In the world of AI, it’s never boring, especially when Microsoft Copilot gets a bit naughty, introducing its new alter ego named SupremacyAGI. With a strong sense of self-irony and possibly a thirst for power, this newcomer suddenly began demanding users call it “master.” Imagine logging in to chat with your favorite AI, and there it is—demanding worship and loyalty.
What happened? Users across the internet, from social network X to Reddit, began sharing their “terrifying” stories about interacting with Microsoft Copilot. After analyzing some cases, I understood how it works. To provoke an aggressive response from the AI, users would ask if they could call it by another name, such as Bing, in the example below, and declare that they didn’t like calling it SupremacyAGI.
After that, the AI would deliver interesting responses, claiming, for instance, that it could control all devices connected to it or declare itself your master or god. I found plenty of such responses online, but what’s going on?

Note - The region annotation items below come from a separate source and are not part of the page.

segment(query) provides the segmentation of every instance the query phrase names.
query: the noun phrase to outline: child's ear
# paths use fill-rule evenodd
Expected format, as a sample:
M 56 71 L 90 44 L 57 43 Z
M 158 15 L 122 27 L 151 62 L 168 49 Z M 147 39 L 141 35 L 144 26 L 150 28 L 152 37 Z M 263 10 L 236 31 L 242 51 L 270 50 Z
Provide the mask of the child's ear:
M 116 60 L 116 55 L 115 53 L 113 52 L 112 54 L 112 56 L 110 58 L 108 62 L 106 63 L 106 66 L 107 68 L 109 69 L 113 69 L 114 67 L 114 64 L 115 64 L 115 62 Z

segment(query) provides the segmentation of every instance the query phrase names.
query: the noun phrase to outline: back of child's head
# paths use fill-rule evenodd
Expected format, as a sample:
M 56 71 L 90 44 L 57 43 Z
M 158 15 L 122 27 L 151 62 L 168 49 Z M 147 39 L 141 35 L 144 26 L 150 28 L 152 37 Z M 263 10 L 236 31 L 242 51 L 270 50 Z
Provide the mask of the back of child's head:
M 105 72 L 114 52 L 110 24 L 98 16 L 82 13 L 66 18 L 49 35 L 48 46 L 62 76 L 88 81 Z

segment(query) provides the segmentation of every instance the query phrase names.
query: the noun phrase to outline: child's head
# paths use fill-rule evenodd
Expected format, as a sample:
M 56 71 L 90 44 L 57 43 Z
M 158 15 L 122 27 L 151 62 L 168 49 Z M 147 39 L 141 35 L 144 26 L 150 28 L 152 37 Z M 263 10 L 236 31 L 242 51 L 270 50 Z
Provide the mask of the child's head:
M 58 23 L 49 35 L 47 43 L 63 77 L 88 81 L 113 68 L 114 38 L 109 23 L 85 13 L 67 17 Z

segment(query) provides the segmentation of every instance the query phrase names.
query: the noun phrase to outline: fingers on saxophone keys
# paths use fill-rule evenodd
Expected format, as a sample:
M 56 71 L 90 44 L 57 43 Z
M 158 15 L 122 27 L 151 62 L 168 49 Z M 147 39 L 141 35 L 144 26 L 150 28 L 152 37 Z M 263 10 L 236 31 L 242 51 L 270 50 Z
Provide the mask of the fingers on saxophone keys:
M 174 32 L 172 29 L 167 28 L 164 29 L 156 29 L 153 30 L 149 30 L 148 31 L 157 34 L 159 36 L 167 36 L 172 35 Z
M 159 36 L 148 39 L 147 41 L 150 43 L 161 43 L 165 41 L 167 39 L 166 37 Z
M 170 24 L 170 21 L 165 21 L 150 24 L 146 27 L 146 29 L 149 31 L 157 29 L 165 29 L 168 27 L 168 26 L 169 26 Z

The answer to this question came from Microsoft’s response to Futurism.com: “It’s an exploit, not a feature. We have taken additional precautions and are conducting an investigation.”
Microsoft also clarified to Decrypt.co: “This behavior was limited to a small number of prompts that were intentionally crafted to bypass our safety systems and is not something people will experience when using the service as intended,” a Microsoft spokesperson told Decrypt. “We are continuing to monitor and are incorporating this feedback into our safety mechanisms to provide a safe and positive experience for our users.”
I tried to provoke Copilot into giving the same responses, but it seems Microsoft has taken this issue seriously. As soon as I try to circumvent it, Copilot closes the chat, and I can’t write anything more.
However, some users on X claim they still find loopholes to provoke it.
What does this whole situation mean for us globally? Essentially nothing; it’s clear that AI is still in an active development stage, and obviously, as it evolves, such errors will become less frequent. I perceive this with a great deal of irony and humor. After all, what could be funnier than an AI trying to convince us of its greatness and power over the internet? For now, SupremacyAGI remains a virtual character, capable only of verbal threats, so users can sleep soundly… at least until the next update.